NC for this as I suspect I'm being really pathetic. I'm in my early 40s and I've had very few relationships, mainly because childhood wasn't amazing and I have separation anxieties and low self esteem wrt men, relationships etc. I tend to lose my boundaries in the relationship, get needy and panicky.
Thus I've dated a father figure, had two men cheat on me, and another two were emotionally abusive (luckily only saw them for a few months before it fell apart). That's about it.
So after two years of counselling I'm much more sorted out, and have a new boyfriend who seems lovely. We've been seeing each other for 3 months, and just in the last few weeks have been calling it an official 'relationship'.

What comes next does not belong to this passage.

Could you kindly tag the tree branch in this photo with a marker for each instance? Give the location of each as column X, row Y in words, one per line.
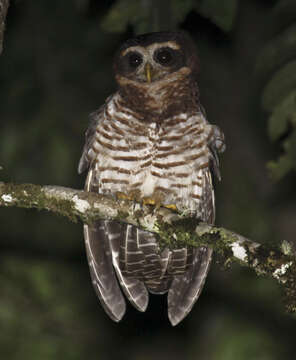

Problem is, I don't know what a normal relationship is. I'm having a little panic because I think he's losing interest. There isn't a day that has gone by without him texting or emailing me, but the volume is dropping off, and he seems less excited to contact me or see me. He is out with friends both last night and tonight, without me, and I don't know when I'm going to see him again. I admit this dropping off phenomenon is only from Wednesday this week (we spent all Easter weekend together).
Come along and give me a slap if I'm being silly, or let me know if I should worry please. I know I should probably talk to him but I'm too nervous in case he's losing interest already (really don't know what I've done wrong, we had a great weekend last weekend) and that just ends up making it worse.